Mahmut attempts to bond with Yusuf and recapture his love of art by taking him on a drive to photograph the beautiful Turkish countryside, but the attempt is a failure on both counts. At the end of the film, Yusuf leaves without telling Mahmut, who is left to sit by the docks, watching the ships on his own.

 

Significance of title

The use of the word distant rather than distance shifts emphasis from the gap itself to the the state of existence. While Yusuf is from the village, Mahmut lives in the city. Although they are able to bridge the geographical distance they remain emotionally and spiritually distant. Mahmut spends his days in the city trying to cope with loneliness and emotional vacuum. While the arrival of his cousin Yusuf should have filled in that hollowness it only proves to deepen for both of them. The film portrays the alienation brought about by increasing globalization and urbanization.
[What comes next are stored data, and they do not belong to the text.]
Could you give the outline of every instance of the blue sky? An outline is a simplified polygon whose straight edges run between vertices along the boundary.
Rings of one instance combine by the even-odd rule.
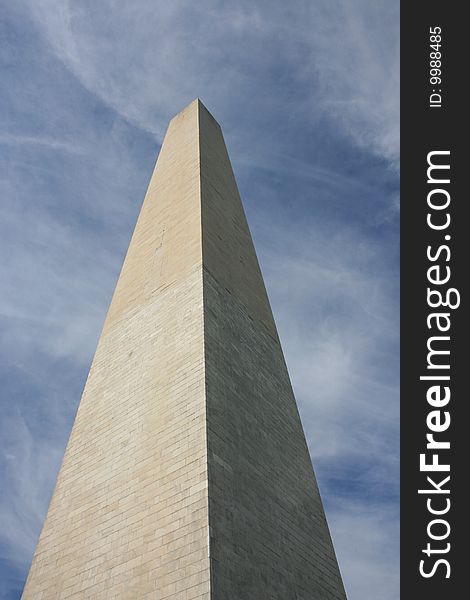
[[[349,600],[398,600],[398,3],[10,0],[0,600],[21,595],[168,120],[222,125]]]

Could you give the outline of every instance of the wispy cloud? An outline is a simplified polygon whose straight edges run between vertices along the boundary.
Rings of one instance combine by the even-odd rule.
[[[399,545],[397,513],[393,506],[364,507],[350,498],[333,503],[329,515],[335,521],[334,541],[349,598],[397,600]]]
[[[31,135],[11,135],[0,133],[0,144],[10,146],[24,145],[28,147],[40,146],[44,149],[62,150],[72,154],[83,154],[85,152],[84,148],[80,148],[71,142],[48,137],[35,137]]]
[[[178,0],[115,10],[107,0],[92,8],[88,2],[34,0],[30,8],[82,84],[159,137],[180,98],[205,92],[225,111],[240,98],[248,110],[267,105],[282,114],[295,105],[297,118],[308,121],[326,111],[357,144],[397,165],[393,3],[319,0],[299,2],[293,10],[282,2]],[[277,69],[288,71],[283,77],[292,93],[276,89]],[[259,74],[269,78],[270,71],[267,83],[274,90],[250,94]],[[302,84],[304,96],[294,98]]]
[[[311,36],[322,105],[358,145],[397,168],[397,5],[340,0],[326,14]]]

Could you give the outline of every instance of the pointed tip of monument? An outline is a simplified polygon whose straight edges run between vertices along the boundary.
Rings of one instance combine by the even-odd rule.
[[[207,108],[207,106],[204,104],[204,102],[199,97],[196,98],[194,100],[194,102],[197,102],[199,110],[202,109],[207,115],[209,115],[209,117],[214,121],[214,123],[217,125],[217,127],[220,127],[217,119],[214,117],[214,115],[211,113],[211,111]]]
[[[193,104],[193,103],[195,103],[199,108],[203,108],[205,111],[207,111],[210,114],[209,110],[207,109],[207,106],[199,98],[199,96],[197,98],[194,98],[194,100],[191,102],[191,104]]]
[[[206,108],[204,106],[203,101],[199,98],[199,96],[197,98],[194,98],[193,102],[196,102],[196,104],[198,104],[198,106],[203,106],[204,108]],[[207,110],[207,108],[206,108],[206,110]]]
[[[201,98],[199,98],[199,96],[194,98],[194,100],[191,100],[191,102],[189,104],[187,104],[184,108],[182,108],[179,111],[179,113],[177,113],[177,115],[175,115],[175,117],[180,115],[181,113],[190,111],[192,108],[196,108],[198,111],[201,109],[204,110],[217,123],[217,120],[215,119],[213,114],[208,110],[207,106],[203,103],[203,101],[201,100]]]

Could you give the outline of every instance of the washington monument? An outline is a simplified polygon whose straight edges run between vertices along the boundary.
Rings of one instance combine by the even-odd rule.
[[[199,100],[169,124],[22,598],[346,598],[222,132]]]

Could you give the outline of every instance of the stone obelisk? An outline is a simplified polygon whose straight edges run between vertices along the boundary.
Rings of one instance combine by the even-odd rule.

It is also aptly and to an extent ironically picturized in the scene where Yusuf tells Mahmut of his intention to find a job on a ship. To which Mahmut replies that a sailor's job is tough and consists of sailing to far away lands totally cut off from civilization and asks him if he would choose such a life of loneliness and solitude. Yusuf in return says that he only cares about the money as he had heard there were chunks of money in the sailing business. This in a way reflects the mentality and the desperation of the modern generation and their willingness to distance themselves from their objects of love and passion for the sake of material wealth and a junk lifestyle.

 

 

Nuri Bilge Ceylan

 

Style

Ceylan's films have often been described as high art. He deals with the estrangement of the individual, natural existentialism, monotonous real human lives and fundamental details of life. He uses static shoots and long takes, usually in natural ambiance, as well as menacing silences along his "stream-of-consciousness aesthetics". He is known for filming his protagonist from behind which, in his view leaves the audiences to speculate on the brooding emotions of characters whose faces are obscured. Having started his career as a photographer, Ceylan makes films on an extremely low budget. His casts generally consist of amateur actors, most of which are his family members, including his mother and father. The characters in Ceylan's movies appear to be people from everyday life.